Vincent Toups
11 Sept 2020
By Chire - Own work, CC BY-SA 4.0, https://commons.wikimedia.org/w/index.php?curid=59409335
Why?
2D Pendulum with 3d noise.
The pendulum has at any moment a definite position in space but our measurement has independent errors in all three dimensions. We don't care about the measurement error in the z direction, though.

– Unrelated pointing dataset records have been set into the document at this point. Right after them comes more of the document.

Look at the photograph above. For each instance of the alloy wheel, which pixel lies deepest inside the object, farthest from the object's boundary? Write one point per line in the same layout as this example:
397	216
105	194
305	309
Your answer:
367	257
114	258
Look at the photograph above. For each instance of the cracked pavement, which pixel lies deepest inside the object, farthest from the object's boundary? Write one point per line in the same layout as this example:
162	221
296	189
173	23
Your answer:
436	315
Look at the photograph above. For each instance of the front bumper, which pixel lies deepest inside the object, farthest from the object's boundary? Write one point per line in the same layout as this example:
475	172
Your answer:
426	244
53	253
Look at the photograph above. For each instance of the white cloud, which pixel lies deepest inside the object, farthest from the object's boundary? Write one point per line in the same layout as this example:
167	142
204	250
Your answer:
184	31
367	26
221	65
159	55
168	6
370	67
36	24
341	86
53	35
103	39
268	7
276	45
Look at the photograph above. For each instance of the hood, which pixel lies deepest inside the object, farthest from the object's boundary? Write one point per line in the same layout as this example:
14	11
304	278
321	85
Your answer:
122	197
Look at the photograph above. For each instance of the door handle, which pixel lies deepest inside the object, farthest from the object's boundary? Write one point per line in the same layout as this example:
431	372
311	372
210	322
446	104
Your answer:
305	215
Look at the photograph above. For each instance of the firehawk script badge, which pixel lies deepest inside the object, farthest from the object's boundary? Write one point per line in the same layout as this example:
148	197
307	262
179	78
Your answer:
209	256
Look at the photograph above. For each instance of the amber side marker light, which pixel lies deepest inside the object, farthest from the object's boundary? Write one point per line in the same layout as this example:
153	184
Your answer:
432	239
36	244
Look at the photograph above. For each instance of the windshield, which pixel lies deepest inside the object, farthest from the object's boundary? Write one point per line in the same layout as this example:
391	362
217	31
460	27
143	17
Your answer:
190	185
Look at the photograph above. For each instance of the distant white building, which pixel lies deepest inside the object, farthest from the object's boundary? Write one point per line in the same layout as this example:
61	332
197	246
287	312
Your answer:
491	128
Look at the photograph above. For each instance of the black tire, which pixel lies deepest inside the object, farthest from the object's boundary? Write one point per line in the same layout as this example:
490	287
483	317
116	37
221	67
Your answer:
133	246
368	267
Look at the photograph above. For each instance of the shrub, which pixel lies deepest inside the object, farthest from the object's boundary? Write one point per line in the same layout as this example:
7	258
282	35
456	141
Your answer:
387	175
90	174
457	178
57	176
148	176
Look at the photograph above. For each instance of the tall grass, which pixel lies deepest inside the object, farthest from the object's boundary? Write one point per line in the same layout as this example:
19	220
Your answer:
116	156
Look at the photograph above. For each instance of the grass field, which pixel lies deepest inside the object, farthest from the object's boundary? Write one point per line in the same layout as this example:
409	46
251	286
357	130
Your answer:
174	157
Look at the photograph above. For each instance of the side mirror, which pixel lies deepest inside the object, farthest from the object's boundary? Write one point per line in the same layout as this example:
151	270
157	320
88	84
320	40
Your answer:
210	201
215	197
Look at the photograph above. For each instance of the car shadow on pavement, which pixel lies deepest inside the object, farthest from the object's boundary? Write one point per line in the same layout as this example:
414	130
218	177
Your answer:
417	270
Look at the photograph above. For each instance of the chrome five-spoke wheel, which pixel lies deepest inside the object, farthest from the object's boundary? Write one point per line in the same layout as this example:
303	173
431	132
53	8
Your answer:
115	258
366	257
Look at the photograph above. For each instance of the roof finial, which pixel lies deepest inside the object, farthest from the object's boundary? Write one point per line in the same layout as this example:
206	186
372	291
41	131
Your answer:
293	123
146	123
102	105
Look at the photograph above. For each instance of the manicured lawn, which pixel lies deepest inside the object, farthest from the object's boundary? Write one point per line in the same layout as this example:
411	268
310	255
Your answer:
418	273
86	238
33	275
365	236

Find a linear transformation of the data which aligns the axes with progressively smaller directions of variation.
pcs <- prcomp(example);
summary(pcs);
Importance of components:
PC1 PC2
Standard deviation 10.2545 2.97988
Proportion of Variance 0.9221 0.07787
Cumulative Proportion 0.9221 1.00000
xs <- pcs$rotation %>% t() %>% as_tibble() %>% `[[`("x");
ys <- pcs$rotation %>% t() %>% as_tibble() %>% `[[`("y");
ggplot(example, aes(x,y)) + geom_point() +
geom_segment(data=tibble(x=c(0,0),y=c(0,0),xend=xs*pcs$sdev,yend=ys*pcs$sdev),
aes(x=x,y=y,xend=xend,yend=yend),size=4,color="red",arrow=arrow());
Lots of incomprehensible ways to do this in R.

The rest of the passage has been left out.